Orange County Republican and California State Assemblyman Chuck Devore has been spreading his message of “life, liberty, and the pursuit of happiness” across the Golden State for eleven months now, all with the aim of “bouncing Boxer” from the United States Senate in 2010. And he’s so anxious to see her leave that august body that his website bears a clock to track the number of days, hours, and, yes, even minutes “’till Boxer’s gone.”
But while DeVore is surely among the most tenacious and unswerving candidates vying for public office in the 2010 midterm elections, his campaign has seen only moderate success in translating his attributes as a indefatigable campaigner into support – namely, contributions, with his last FEC filing in July showing only $75,600 in cash on hand in his uphill campaign against Democratic incumbent Senator Barbara Boxer.
In an hour-long interview with REDSTATE, DeVore likened his insurgent, techno-centric campaign to that of then-Senator Barack Obama, and said he anticipates a surge in donations as his campaign further develops its online fundraising infrastructure.

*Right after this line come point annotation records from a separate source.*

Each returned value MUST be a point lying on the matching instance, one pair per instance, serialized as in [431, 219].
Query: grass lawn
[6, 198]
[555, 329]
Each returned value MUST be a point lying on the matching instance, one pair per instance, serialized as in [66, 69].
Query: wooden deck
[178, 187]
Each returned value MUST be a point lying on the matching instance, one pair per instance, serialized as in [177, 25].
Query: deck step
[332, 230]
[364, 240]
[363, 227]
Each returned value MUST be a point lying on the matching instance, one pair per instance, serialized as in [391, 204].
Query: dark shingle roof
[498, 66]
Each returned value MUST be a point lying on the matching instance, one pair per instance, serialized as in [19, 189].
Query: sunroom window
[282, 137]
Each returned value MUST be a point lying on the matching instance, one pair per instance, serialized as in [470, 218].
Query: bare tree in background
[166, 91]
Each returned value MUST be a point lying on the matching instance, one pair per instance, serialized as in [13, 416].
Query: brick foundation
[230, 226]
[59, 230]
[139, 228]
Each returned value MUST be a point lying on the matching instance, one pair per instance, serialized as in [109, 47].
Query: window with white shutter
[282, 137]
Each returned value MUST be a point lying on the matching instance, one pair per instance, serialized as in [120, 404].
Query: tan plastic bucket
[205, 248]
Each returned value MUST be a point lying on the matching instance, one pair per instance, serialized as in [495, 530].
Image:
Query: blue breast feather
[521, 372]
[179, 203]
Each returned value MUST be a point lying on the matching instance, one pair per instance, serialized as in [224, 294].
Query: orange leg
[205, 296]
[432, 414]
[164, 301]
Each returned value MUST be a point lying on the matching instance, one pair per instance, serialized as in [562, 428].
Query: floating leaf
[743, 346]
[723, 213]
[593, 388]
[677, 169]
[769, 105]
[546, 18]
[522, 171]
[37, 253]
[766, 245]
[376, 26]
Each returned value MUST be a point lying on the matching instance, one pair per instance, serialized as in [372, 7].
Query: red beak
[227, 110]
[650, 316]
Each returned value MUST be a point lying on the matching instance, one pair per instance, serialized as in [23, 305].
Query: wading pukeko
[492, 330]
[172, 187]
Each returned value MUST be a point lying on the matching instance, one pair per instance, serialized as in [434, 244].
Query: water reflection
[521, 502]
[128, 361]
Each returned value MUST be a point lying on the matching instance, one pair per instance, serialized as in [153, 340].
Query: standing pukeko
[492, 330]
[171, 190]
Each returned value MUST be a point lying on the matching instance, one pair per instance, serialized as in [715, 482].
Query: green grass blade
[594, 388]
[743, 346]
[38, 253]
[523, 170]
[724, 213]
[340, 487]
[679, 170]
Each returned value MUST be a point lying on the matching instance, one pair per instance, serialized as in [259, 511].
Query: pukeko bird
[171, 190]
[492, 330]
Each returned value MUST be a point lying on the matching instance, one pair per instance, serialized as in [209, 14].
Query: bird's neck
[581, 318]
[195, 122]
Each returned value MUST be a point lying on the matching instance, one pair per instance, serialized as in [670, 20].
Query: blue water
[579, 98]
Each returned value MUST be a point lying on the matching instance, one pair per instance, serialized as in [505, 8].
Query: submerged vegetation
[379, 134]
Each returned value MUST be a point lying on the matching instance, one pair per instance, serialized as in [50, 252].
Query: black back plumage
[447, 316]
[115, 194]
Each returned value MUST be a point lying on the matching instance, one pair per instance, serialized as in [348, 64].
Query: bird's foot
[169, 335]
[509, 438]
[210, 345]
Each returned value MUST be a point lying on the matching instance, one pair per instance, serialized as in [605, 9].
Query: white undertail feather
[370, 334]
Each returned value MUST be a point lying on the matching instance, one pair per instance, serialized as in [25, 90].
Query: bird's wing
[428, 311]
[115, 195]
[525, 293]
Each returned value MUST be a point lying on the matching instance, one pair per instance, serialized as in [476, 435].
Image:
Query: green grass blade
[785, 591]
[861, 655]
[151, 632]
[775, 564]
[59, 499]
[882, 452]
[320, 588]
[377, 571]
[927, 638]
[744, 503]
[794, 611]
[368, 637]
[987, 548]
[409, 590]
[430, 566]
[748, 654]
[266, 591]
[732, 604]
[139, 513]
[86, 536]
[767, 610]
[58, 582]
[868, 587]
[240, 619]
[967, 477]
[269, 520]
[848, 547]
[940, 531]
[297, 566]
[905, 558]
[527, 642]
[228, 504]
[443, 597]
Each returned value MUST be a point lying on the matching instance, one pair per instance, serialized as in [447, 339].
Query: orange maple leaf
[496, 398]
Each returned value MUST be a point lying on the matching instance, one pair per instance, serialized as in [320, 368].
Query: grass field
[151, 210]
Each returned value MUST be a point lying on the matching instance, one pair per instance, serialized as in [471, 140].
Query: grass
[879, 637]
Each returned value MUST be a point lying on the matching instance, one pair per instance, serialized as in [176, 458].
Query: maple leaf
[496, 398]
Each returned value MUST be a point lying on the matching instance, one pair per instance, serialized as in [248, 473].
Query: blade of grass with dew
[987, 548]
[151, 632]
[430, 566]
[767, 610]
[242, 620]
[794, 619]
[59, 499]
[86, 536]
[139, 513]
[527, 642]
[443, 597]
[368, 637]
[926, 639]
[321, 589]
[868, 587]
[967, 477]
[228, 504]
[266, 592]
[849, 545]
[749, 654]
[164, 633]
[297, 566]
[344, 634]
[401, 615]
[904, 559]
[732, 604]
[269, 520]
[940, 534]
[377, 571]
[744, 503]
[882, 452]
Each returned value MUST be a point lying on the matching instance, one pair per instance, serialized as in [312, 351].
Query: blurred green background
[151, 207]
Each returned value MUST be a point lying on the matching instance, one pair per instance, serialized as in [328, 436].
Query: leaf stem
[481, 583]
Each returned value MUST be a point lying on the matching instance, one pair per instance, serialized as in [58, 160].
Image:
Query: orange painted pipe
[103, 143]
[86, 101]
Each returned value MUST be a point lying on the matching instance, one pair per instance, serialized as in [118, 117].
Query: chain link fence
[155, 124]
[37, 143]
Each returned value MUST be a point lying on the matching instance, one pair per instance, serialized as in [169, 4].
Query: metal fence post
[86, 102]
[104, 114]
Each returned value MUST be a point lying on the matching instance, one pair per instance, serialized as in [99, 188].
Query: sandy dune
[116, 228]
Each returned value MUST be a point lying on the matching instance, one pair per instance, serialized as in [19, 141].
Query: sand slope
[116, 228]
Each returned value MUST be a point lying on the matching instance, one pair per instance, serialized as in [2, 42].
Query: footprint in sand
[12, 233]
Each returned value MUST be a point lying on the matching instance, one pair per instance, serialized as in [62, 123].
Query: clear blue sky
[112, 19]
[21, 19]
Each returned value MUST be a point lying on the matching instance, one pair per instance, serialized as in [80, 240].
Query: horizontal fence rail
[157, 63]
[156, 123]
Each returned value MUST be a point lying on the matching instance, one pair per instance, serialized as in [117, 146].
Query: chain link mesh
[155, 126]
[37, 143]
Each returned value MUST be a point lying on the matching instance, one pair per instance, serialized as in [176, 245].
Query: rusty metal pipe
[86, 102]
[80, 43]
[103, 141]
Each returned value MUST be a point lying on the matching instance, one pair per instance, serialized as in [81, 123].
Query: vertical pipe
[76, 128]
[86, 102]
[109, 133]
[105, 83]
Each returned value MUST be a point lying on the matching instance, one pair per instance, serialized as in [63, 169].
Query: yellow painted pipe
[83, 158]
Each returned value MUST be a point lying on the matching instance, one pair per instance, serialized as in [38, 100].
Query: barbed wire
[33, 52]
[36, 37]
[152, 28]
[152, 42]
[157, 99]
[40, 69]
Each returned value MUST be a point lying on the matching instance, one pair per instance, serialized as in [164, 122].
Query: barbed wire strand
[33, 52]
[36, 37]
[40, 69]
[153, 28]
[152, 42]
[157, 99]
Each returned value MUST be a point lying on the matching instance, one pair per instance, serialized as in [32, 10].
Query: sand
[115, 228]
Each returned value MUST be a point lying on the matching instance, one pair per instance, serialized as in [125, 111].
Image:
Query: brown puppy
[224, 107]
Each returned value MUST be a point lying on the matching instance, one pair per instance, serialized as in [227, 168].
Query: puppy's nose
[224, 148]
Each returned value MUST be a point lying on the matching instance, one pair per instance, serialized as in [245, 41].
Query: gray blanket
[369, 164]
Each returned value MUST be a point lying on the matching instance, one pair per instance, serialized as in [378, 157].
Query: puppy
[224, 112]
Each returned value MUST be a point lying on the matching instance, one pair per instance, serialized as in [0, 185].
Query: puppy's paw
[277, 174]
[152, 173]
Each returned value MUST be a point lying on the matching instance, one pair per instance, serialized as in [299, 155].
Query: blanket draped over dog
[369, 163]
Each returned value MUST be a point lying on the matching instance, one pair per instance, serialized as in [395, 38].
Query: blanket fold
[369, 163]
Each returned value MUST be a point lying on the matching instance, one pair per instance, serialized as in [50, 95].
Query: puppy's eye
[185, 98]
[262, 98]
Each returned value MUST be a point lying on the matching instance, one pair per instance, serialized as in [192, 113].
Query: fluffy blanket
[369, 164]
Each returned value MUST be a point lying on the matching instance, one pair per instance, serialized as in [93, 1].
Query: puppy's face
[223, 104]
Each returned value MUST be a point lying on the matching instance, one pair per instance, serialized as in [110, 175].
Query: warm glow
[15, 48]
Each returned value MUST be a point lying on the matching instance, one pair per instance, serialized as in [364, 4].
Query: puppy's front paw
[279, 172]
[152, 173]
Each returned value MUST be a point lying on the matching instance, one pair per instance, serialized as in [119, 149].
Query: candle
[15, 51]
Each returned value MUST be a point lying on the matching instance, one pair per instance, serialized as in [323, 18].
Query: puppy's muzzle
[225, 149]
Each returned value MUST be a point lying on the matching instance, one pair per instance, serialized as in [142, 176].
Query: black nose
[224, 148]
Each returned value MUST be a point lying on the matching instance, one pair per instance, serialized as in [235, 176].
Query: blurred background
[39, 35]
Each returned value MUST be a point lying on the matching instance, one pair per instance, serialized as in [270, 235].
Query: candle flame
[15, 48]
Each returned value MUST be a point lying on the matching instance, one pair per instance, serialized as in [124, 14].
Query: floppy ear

The DeVore campaign is “trying to use new media in a synergistic way to tie together volunteers in a way that had not previously possible prior to the time that Al Gore invented the internet,” he told me, tongue-in-cheek.
In the hopes of affecting the debate on the Democratic-sponsored cap-and-trade legislation, the DeVore campaign launched TaxFax.us, a micro site designed to capture contact information from supporters and subsequently provide a simple, online vehicle to contact their elected officials.
“You’d be surprised how effective faxes into the Capitol Hill can be,” says the website, quoting a Hill staffer. And you may also be surprised how effective DeVore’s fax campaign was.
“We generated over 50,000 faxes into the U.S. Senate over tax-and-trade. Every U.S. Senator got a fax that I wrote,” DeVore said. “I’m unaware of any other person who has run for U.S. Senate who has tried to affect a national issue by generating such a massive amount of correspondence into Capitol Hill on an issue of currency.”
DeVore remains hopeful his unconventional but aggressive campaign will prove catch Boxer by surprise, and said that July was their best month yet in terms of fundraising where he raised over $100,000.
While his campaign’s online strategy would no doubt be music to online evangelists’ ears, I was more concerned with the campaign’s recent missives highlighting former HP CEO Carly Fiorina’s position on abortion – one they claim to be muddled. I wrote last week that DeVore’s abortion critique of Fiorina was wholly without merit, for which a DeVore consultant responded thusly: “unfortunately, it is all too easy to question the depth of Fiorina’s commitment to the pro-life cause.”
Indeed, unanswered questions remained – specifically whether DeVore is of the opinion that Fiorina is pro-choice when the only evidence to that effect are scant blind quotes by “Republican insiders” and not an admission herself.
He was quick to note that whenever Fiorina’s position on abortion was questioned, it was done so in the context of other less than appealing positions she has supported in the past. “You don’t know where she stands on the issues of the day,” he said, adding, “she has no record in anything because she’s never run for office.”
I should have anticipated some obfuscation; DeVore is a politician, after all.
Prior to assuming her position as RNC Victory Chairmwoman in 2008, Fiorina was a Silicon Valley business executive, so I was not satisfied with the tired “lack of a record” response. But upon further questioning DeVore revealed a rather bold assertion.
“I’ve heard from McCain campaign advisors that worked with her that unequivocally she was [pro-choice].”
Such personal reassurances from Fiorina’s fellow McCain advisors have likely emboldened DeVore in his convictions on the matter, but Republican primary voters should not anticipate abortion to overwhelm other salient issues, particularly California’s “bone crushing economic crisis.”
And perhaps providing his opponent with an avenue to escape further criticism if an examination of Fiorina’s past proves she was pro-choice, DeVore said: “What’s going to be on everyone’s minds here is jobs, jobs, jobs, economic development, modern, nuclear power, and oil and gas.”
UPDATE: DeVore has been quite the busy candidate. Ace of Spades’ Gabriel Malor also interviewed DeVore — posting the lengthy exchange in three parts, the second of which was focused on California’s busted budget and Proposition 8.